I know God sustains me

I know God sustains me

without him I’m lost for sure.

I know if it is his will it will happen

And no matter what I do I will have to endure

Lack of control is unbearable

What if my children cease to be

What if I lose my husband completely

How will I live

You will sustain me.

You always have

You will defend me

You will provide a way

My life is yours Jesus

It’s not mine

If I hide in fear

I dull my light.

Slipping

I find my self inching backwards.

Slipping into anxiety and fear

I feel myself being undone

The decisions too much

What if. What if not.

Death, life, hurting abandoned.

I am terrified of losing myself.

I am terrified of losing a loved one.

The thought alone is too much to bare

No imminent danger awaits me

No great thing hangs over my head

Just simply my own mind keeping me in terror.
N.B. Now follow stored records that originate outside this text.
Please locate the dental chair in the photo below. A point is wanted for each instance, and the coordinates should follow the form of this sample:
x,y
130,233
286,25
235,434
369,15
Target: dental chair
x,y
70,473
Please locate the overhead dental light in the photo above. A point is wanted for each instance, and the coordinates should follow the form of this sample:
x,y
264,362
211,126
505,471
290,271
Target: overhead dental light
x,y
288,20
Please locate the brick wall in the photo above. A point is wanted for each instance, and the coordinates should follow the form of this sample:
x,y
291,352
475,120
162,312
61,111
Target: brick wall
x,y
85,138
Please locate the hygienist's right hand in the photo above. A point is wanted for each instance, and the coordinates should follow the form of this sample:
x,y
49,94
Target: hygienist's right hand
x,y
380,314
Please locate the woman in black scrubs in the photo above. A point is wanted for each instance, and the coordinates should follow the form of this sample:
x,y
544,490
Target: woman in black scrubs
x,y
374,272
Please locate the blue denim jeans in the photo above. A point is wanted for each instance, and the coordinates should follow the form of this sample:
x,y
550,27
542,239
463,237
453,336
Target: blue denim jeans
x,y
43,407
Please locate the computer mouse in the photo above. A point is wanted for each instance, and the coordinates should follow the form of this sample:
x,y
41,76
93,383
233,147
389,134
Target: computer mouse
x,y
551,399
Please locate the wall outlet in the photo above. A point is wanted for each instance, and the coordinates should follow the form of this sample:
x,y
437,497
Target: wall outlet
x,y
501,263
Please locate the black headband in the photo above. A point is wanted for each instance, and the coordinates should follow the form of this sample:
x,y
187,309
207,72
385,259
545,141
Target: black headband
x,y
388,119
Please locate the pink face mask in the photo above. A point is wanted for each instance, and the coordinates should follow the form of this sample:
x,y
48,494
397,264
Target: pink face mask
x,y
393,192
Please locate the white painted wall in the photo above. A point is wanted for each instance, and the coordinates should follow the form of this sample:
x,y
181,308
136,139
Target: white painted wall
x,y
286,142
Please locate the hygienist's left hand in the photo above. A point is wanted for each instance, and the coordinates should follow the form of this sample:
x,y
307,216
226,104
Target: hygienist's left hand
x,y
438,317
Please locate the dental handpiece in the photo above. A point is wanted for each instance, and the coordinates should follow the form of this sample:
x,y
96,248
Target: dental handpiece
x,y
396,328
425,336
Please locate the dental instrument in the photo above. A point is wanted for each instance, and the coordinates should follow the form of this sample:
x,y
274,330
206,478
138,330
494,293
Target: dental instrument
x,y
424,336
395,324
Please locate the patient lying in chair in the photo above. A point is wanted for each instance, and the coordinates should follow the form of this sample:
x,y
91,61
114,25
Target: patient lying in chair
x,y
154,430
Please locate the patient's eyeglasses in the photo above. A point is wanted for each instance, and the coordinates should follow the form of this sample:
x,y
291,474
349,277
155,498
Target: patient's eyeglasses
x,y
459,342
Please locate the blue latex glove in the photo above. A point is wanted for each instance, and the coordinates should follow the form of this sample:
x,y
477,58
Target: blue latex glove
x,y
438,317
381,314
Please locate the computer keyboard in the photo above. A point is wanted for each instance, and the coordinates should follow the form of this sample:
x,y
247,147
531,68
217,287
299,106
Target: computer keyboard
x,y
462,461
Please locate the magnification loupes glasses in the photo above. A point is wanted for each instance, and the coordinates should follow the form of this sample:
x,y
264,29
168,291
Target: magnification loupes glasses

The enemy of my self is me.

A heavy heart

If my heart grows heavy and weary within
I ought not to look to those who sin
I need only rest my mind on you
And set my thoughts on all that you do

If my heart feels stained and dark
I have your blessed assurance it’s just a mark
A scar that you can clean away
By the blood of your son who paid for my mistakes
For I cannot begin to help myself
It is only through you I have hope in this world.
Because without you I am surly lost
I pray that i am worth the cost.

Anxiety

Anxious thoughts run through my head

Of conversations still unsaid

Will it? Won’t it? I don’t know

The future is yet left untold

I should take a stand and speak

Or maybe I should hush my voiceless speech

Lives all twisted in the shame

Of this thing some call a game

Just another day to go

Until another waits in tow

Anxiousness is my enemy

I thank the Lord for his love for me.

I am getting so tired of it.

I get so sick of getting put down by you. So tired of the insults you give while you and your husband laugh at me. Why do you think that me disagreeing with you is harsh and I am being down on you simply because I don’t agree with what you say yet you feel free to insult me and laugh at me. I don’t get it. I thought maybe you could be different. What do I do? I spend so much time concerned about not hurting your feelings. Not rocking the boat. Not doing or saying anything that you could take as an insult even though you get mad when I am trying to be kind. I am not sure how this is supposed to work. Do I cut you out yet again? Be the one that everyone blames and spend the next years defending my decision only to get sucked in again? Or do I figure out how to stand up to you. You are like a bully. I try so hard to stand up for myself. To be tough but it hurts. I am tired of the way you make me feel. On purpose. Why are you so hurtful? What is wrong with you?

Demons

I think the reason I am so determined to test everything and make sure I know what is right and wrong or demonic or godly is because of my past and my family. I spent so long of my life being told things were good that were not. Being exposed to demonic people and being told how great they were. I have spent a lot of my life repulsed by people who were so very close to me. Living in a house with people who suffered with demonic possession and calling it multiple personalities. I have family who are Wiccan/ new age/ occultist and all of them have been extremely close to me. Some call on demons and I have learned just how easy and fast people can get pulled into the demonic. It isn’t all dark looking to begin with. So much starts with “love” and “light” and “acceptance “. They all want to have power and most think it’s a “good” power source. It takes time for them to learn that it isn’t. I have family with “Satan” tattooed on their neck. Ones with crazy sexual addictions. It’s so hard growing up knowing the darkness. Feeling the darkness and being told over and over how good they are. How we are to love them and being put in their care. Being left alone with them and their demons. But of course I was always the problem if I had a hard time with them. I need to lighten up and make room for everyone. I want to keep the demonic as far away from me as possible. I want to stay in step with the Holy Spirit and walk with Jesus in the light. And in that I test every spirit and study the word. I reject anything that doesn’t line up to what God says. I am willing to be corrected just make sure you can do it through scripture.